Busan Bank sells first dollar bonds since 2012

The Korean lender's $250 million offering draws more than $2.3 billion of orders, highlighting ongoing search for yields.

Korean lender Busan Bank has issued its first US-denominated bond in more than four years, paying investors a decent new issue premium for its 10-year subordinated capital.

The Basel III-compliant Reg S deal comes after China's largest lender ICBC sold an alternative tier-1 bond last week, when it raised $1 billion in a perpetual non-call five structure. 

Busan Bank captured a peak order book of $2.3 billion, primarily driven by institutional funds and banks outside of the country, syndicate bankers familiar with the deal said.

"A lot of domestic banks and insurance companies are not allowed to buy the new print because of the relatively low credit rating but foreign funds and banks have stepped up the pace," one source familiar with the deal said. "As markets have recovered, no one wants to sit on cash."

Initial price guidance was set at Treasuries plus 240bp, before tightening the Singapore-listed bond to 210bp to 215bp area. Final pricing of the July 2026 $250 million deal was fixed at 99.585% on a coupon of 3.625% to yield 3.675%, or Treasuries plus 210bp, according to a term sheet seen by FinanceAsia.

The closest comparable was Shinhan Bank's Baa1/BBB+-rated 3.875% March 2026 bond, which was trading on a B-spread of 190bp. That said, Busan paid a decent new issue premium of 20bp.

Other relevant comparables include KEB Hana Bank's existing September 2024 4.375% and October 2024 4.25% notes, which were both trading on a B-spread of 187bp.
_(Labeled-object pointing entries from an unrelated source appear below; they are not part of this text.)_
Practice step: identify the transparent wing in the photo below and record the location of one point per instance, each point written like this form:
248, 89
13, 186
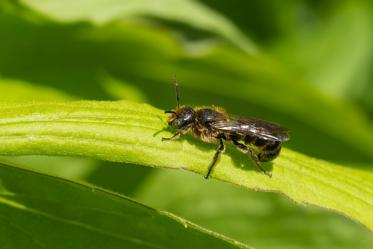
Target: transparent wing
251, 126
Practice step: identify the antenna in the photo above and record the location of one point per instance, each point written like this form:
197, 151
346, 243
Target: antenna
177, 91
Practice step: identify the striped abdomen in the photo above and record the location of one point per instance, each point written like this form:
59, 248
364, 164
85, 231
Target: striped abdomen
268, 149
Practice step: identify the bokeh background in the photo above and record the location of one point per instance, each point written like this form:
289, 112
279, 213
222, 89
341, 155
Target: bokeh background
305, 64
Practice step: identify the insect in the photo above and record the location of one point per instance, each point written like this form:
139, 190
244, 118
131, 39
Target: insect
261, 140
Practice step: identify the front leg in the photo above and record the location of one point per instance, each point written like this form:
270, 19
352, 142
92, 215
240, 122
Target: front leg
177, 134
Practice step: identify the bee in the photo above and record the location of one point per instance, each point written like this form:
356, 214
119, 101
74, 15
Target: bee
261, 140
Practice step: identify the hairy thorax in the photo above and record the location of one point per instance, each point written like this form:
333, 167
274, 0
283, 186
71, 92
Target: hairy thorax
202, 129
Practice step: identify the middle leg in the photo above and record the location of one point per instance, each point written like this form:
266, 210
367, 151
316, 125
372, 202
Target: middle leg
220, 149
245, 149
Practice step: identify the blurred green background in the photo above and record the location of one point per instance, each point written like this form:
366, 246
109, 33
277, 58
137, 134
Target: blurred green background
307, 65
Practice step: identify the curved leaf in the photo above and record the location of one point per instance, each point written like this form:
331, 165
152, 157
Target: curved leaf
39, 211
127, 132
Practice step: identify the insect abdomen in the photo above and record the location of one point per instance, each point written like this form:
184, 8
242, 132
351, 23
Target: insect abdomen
269, 150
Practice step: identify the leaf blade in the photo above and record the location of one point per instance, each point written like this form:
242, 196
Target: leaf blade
51, 212
125, 132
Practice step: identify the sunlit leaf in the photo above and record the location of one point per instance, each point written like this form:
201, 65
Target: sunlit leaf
127, 132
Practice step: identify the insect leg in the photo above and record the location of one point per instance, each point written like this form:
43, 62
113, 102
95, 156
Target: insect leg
220, 149
177, 134
253, 155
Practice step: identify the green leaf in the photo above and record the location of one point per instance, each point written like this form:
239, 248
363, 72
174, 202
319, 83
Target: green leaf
148, 57
264, 220
129, 132
18, 90
100, 12
39, 211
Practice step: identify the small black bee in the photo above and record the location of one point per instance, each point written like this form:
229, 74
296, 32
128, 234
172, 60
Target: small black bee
260, 139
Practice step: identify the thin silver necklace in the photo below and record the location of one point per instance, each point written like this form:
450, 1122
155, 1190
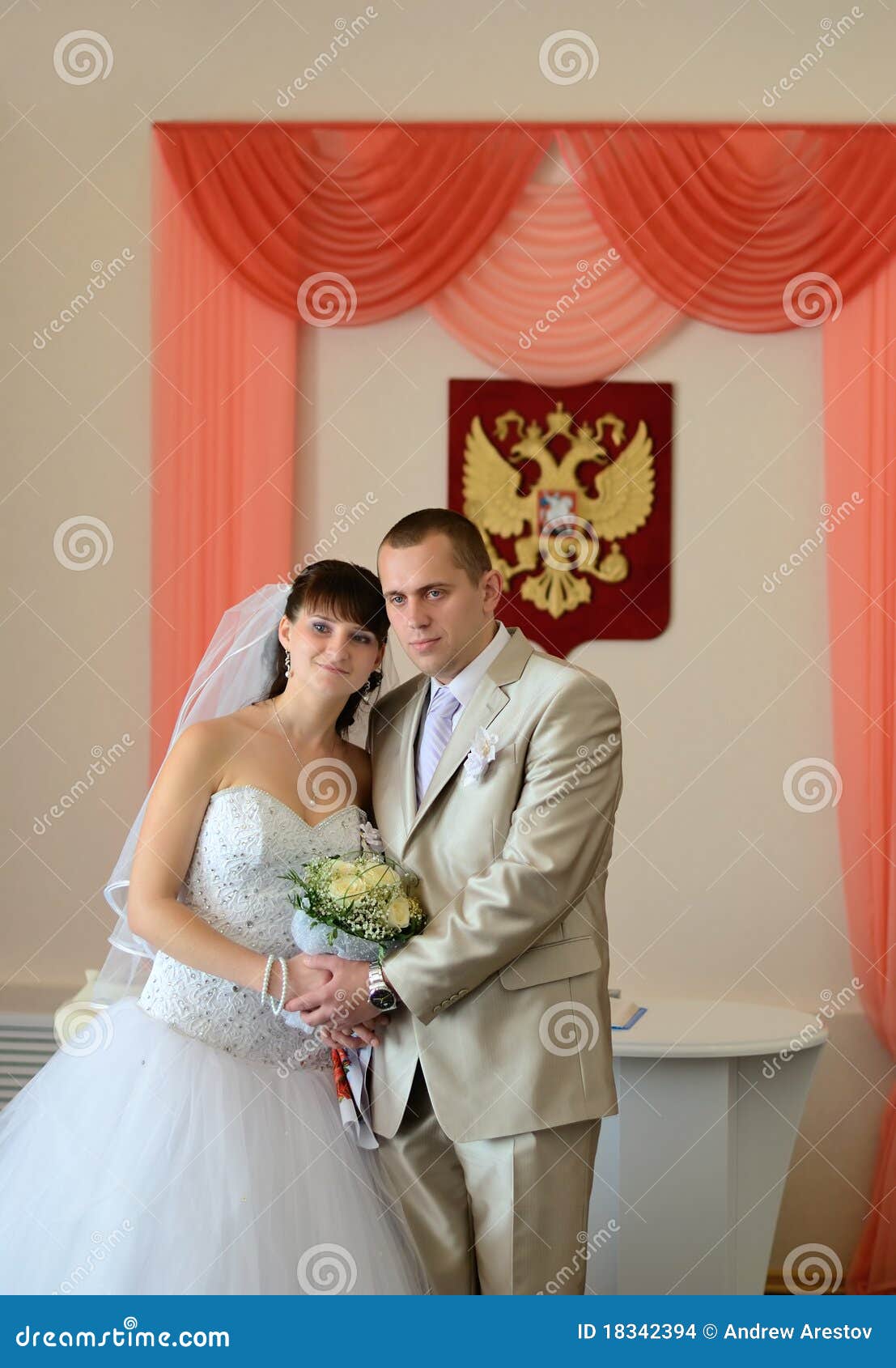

The two bonds are rated Baa2/BBB by credit rating agencies Moody's and Standard & Poor's.

According to a sales note by a rival broker, the fair value of the new Busan Bank tier-2 capital should be traded at around Treasuries plus 215bp because it is one notch below Shinhan Bank's 2026 bond and a slight extension on the new print.

According to data provider Dealogic, the lender issued $300 million of bonds in February 2012. Without taking the latest deal into account, lenders in Asia ex-Japan have raised $19.3 billion of tier-2 capital in 60 transactions so far this year, compared with $23.9 billion issued in 42 deals for 2015 in total.

Joint bookrunners of the latest transaction were Credit Agricole, HSBC and Standard Chartered.